Teaching Textual Analysis with Textbooks
Review: Voice Lessons: Classroom Activities to Teach Diction, Detail, Imagery, Syntax and Tone (2000) by Nancy Dean and This Means This This Means That: A User’s Guide to Semiotics (2007) by Sean Hall
Somewhere in Teaching as a Subversive Activity, its authors Neil Postman and Charles Weingartner write that, in teaching, there should be a five-year moratorium on the use of all textbooks. I can’t, now, remember the exact context of the claim. So, I could be misremembering, but if I am it suits my present purpose. Certainly, it is a bold, polemical statement, the kind of thing that, if you are familiar with Postman’s writing, you would expect from him. Postman and Weingartner’s book was published in 1971. Maybe, back then, teaching was easier, and teachers had more time and could afford to ignore textbooks. But, I doubt it.
The truth is, teaching is hard work. If textbooks exist that help teachers teach and students learn, and the content is stimulating and relevant, then why wouldn’t teachers, judiciously, use them? And, if textbooks save time in an otherwise frenetic existence, to use them is surely, as your students may say, a no-brainer.
There are two textbooks that I have put to work in my classroom for several years now: The first is Voice Lessons: Classroom Activities to Teach Diction, Detail, Imagery, Syntax and Tone (2000) by Nancy Dean. The second is This Means This This Means That: A User’s Guide to Semiotics (2007) by Sean Hall. Both books contain short activities, with each activity lasting from five to fifteen minutes. The activities in both books can be used at the beginning of lessons as ‘warmer activities’ and enable students to ‘get down to business’ as soon as they enter the classroom. Alternatively, the activities can be selected more purposely to provide focus to a lesson, or they may be used as homework to reinforce learning.

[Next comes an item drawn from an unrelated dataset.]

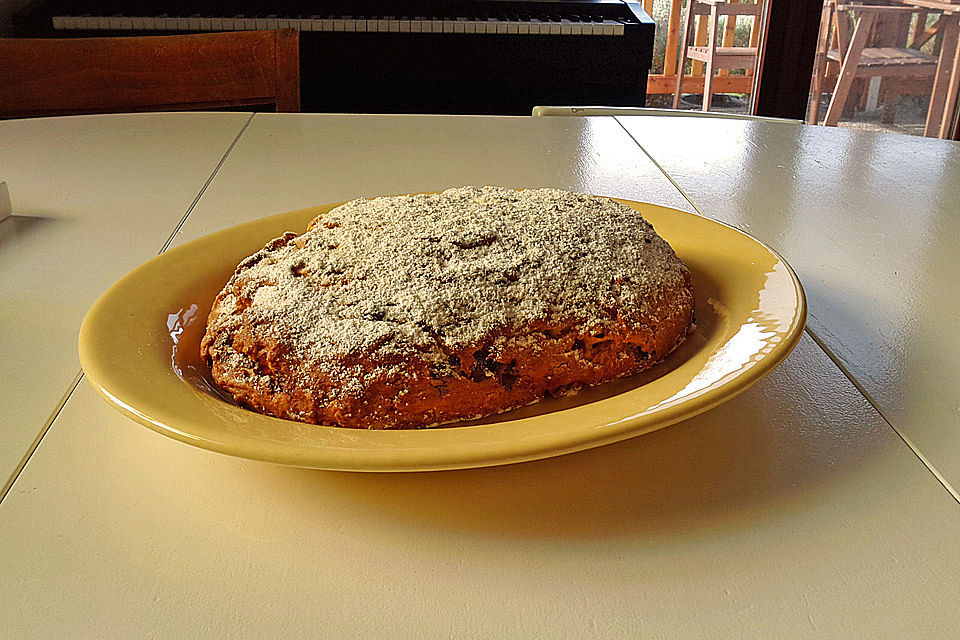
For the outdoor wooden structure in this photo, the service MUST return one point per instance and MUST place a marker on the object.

However used, the activities in both books are appropriately challenging for students of IB Language and Literature, and develop skills and understanding very relevant to the IB Language and Literature course and its assessment components.

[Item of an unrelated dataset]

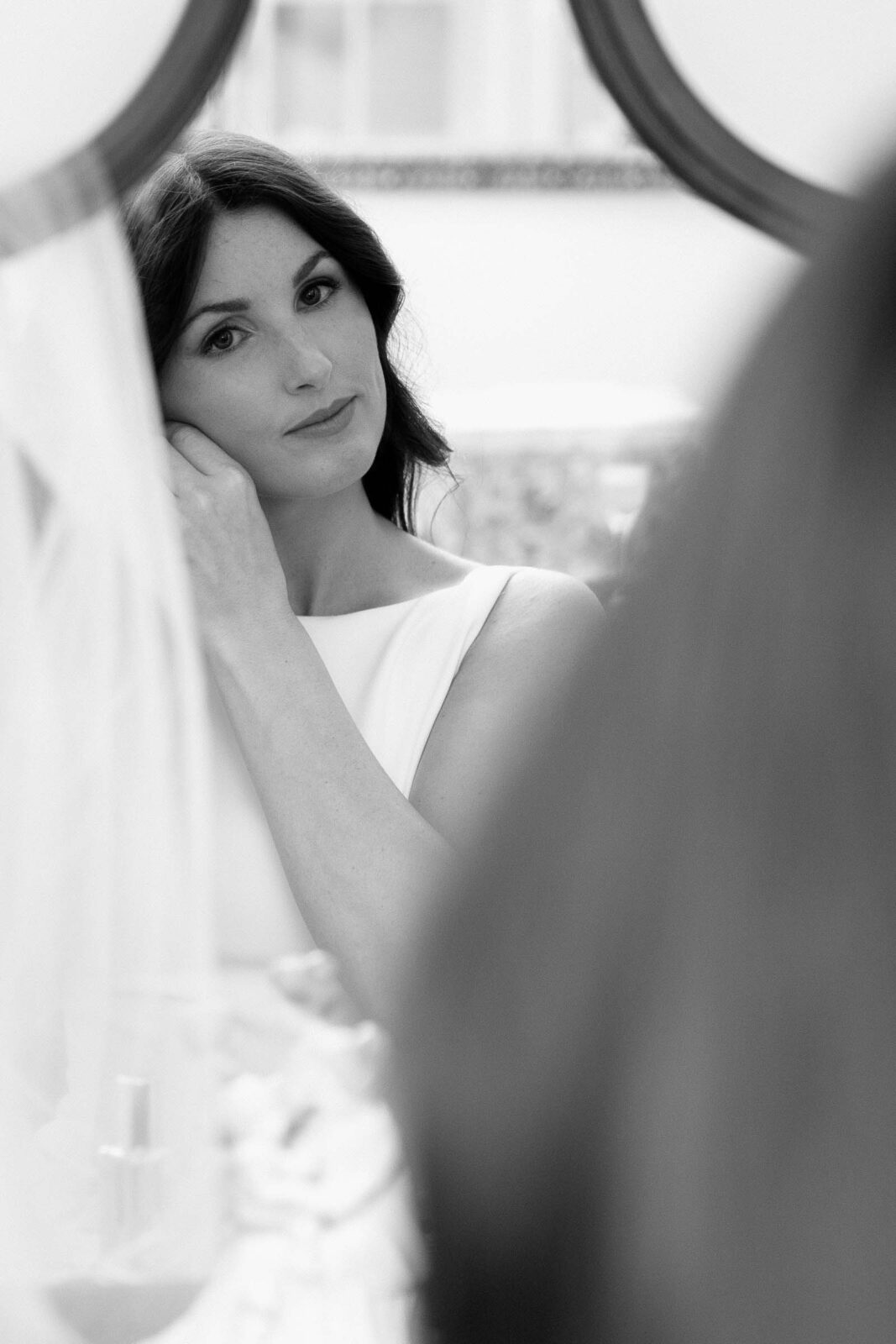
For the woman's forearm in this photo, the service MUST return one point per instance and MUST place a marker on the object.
(359, 859)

Dean’s book is all about the written mode, and has a particular focus on literature. It contains 100 self-contained exercises. Designed, originally, for the Advanced Placement English curriculum in the United States, Voice Lessons aims to encourage the development of close, critical reading skills, focusing on five areas: diction, detail, imagery, syntax, and tone. Each individual exercise follows the same model; there is a quotation from a literary text, two directed questions for students, and a short extension activity in which students are asked to apply their understanding. At the end of the book, Dean includes a helpful ‘discussion’ section in which each of the 100 quotations is considered.
Hall’s book does for the visual mode what Dean’s book does for written texts. Its title contains that forbidding word, semiotics. It is probably no wonder that the word engenders fear; the writing of the foremost ‘semioticians’, writers such as Roland Barthes, Jean Baudrillard, Jacques Derrida, and Charles Sanders Peirce, to name drop a few, are seldom recognized for the conspicuous simplicity of their prose. The brilliance of Hall’s book is the way that it straightforwardly demystifies semiotics. He provides a sequence of 75 images, each with an explanation provided on the image’s reverse side, for students to consider. It’s ideal for teaching visual texts in a way that students find fun and engaging. The visual images in Hall’s book are, as you would expect, reproduced, where appropriate, in colour. The IB does not, at the time of writing, publish Language and Literature examinations in colour.
That time flies is bad news that we need to live with. But, we can at least control how we spend the time we do have. Voice Lessons and This Means This Means That will save you time for other things and, along the way, may inform your teaching.